ReaLB: Real-Time Load Balancing for Multimodal MoE Inference

TL;DR

ReaLB is a real-time load balancing method for multimodal MoE inference that dynamically adjusts expert computation precision to improve efficiency without extra memory or redundant experts.

Contribution

It introduces a zero-overhead, runtime precision adjustment technique for load balancing in multimodal MoE inference systems.

Findings

Achieves 1.10×-1.32× speedup in inference.

Limits accuracy degradation to within 1%.
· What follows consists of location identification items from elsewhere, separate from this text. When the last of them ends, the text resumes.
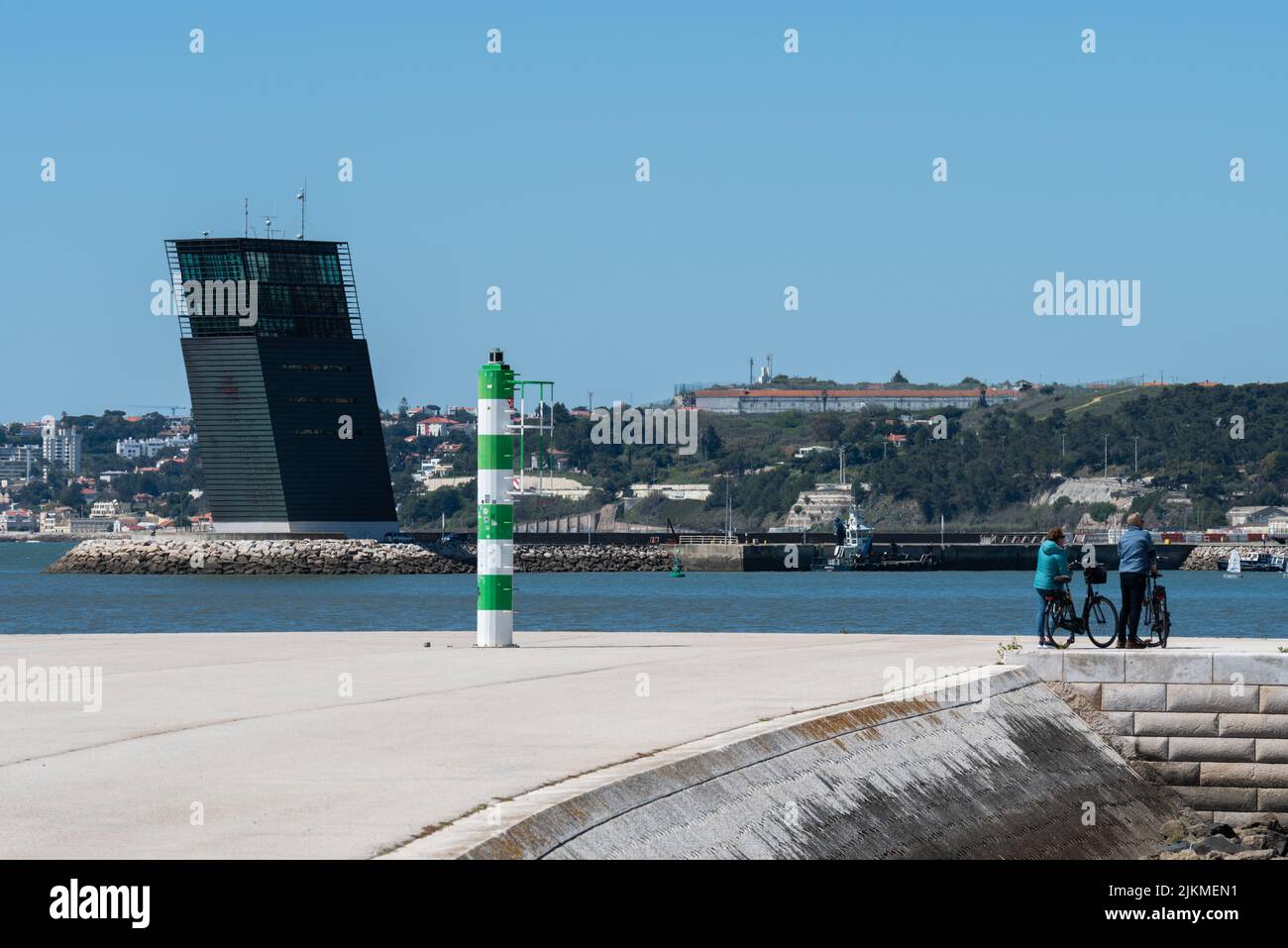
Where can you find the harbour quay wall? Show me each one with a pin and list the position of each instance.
(1212, 725)
(983, 764)
(303, 557)
(1216, 556)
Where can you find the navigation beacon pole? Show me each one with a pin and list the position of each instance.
(496, 511)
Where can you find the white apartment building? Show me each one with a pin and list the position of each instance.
(151, 447)
(62, 446)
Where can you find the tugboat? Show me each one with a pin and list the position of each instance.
(853, 552)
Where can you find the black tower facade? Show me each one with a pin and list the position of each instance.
(282, 394)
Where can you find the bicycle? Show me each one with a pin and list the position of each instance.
(1154, 614)
(1099, 618)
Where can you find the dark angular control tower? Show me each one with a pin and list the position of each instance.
(282, 398)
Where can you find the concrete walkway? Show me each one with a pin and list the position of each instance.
(351, 743)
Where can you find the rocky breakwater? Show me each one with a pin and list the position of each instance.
(1261, 837)
(597, 558)
(210, 556)
(1215, 556)
(253, 558)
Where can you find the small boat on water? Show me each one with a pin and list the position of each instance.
(851, 553)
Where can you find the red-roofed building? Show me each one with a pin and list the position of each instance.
(771, 401)
(436, 427)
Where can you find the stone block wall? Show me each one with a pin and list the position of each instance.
(1214, 725)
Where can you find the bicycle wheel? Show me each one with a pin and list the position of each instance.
(1102, 622)
(1059, 621)
(1162, 625)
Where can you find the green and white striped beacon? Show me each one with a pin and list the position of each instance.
(496, 511)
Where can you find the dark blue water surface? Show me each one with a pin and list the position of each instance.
(993, 603)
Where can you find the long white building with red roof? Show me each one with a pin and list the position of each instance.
(769, 401)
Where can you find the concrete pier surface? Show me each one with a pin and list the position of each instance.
(349, 745)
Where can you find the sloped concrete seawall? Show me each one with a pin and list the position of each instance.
(987, 764)
(299, 557)
(1214, 725)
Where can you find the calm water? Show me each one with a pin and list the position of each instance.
(947, 603)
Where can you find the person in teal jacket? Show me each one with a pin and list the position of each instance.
(1052, 562)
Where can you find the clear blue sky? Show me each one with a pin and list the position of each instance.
(768, 170)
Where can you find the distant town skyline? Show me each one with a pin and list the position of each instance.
(888, 197)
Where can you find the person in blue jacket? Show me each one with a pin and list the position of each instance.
(1136, 558)
(1052, 562)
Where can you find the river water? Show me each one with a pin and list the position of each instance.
(992, 603)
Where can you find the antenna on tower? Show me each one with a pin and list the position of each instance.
(303, 197)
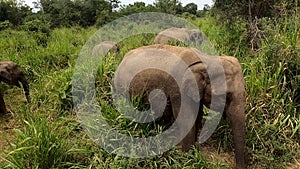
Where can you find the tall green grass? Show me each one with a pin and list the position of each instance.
(48, 134)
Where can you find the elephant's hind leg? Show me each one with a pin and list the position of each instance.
(186, 118)
(236, 115)
(2, 105)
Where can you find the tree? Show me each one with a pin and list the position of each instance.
(169, 6)
(13, 12)
(136, 7)
(191, 8)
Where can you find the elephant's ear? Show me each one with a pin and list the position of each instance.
(192, 86)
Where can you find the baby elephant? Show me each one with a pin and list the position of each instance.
(198, 85)
(12, 74)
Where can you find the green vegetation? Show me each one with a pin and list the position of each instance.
(47, 134)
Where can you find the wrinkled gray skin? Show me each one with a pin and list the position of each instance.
(176, 35)
(12, 74)
(147, 80)
(104, 47)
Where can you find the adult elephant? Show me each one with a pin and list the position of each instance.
(176, 35)
(142, 83)
(12, 74)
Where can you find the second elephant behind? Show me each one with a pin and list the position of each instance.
(142, 83)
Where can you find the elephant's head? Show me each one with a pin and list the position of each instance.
(12, 74)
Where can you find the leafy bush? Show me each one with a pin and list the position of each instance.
(5, 25)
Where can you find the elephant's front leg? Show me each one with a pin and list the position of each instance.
(185, 119)
(2, 105)
(236, 114)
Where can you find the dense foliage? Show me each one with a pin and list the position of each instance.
(47, 133)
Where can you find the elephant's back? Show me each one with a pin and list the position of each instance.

Effectively balances expert workloads during inference.

Abstract

Mixture-of-Experts (MoE) architectures are widely used in modern large language models and multimodal models. However, inference efficiency is often limited by highly dynamic and skewed expert workloads across different modalities. During the prefill stage with large batch sizes, vision tokens frequently dominate the input sequences. Under expert parallelism (EP), this leads to severe load imbalance, where a subset of devices becomes overloaded, reducing overall system throughput. We propose ReaLB, a real-time load balancing method for multimodal MoE (MMoE) inference that introduces zero scheduling overhead. ReaLB dynamically adjusts the computation precision of MoE experts at runtime on a per-EP-rank basis. For ranks dominated by vision-heavy experts, ReaLB assigns lower-precision computation to improve execution efficiency by exploiting FP4 Tensor Cores. ReaLB does not require redundant experts or additional memory allocation. Instead, it performs layer-wise expert precision transformation on the fly and hides the associated overhead within the dispatch phase before MoE computation. Experiments on representative MMoE models show that ReaLB achieves 1.10$\times$-1.32$\times$ end-to-end speedup while limiting average accuracy degradation to within 1%.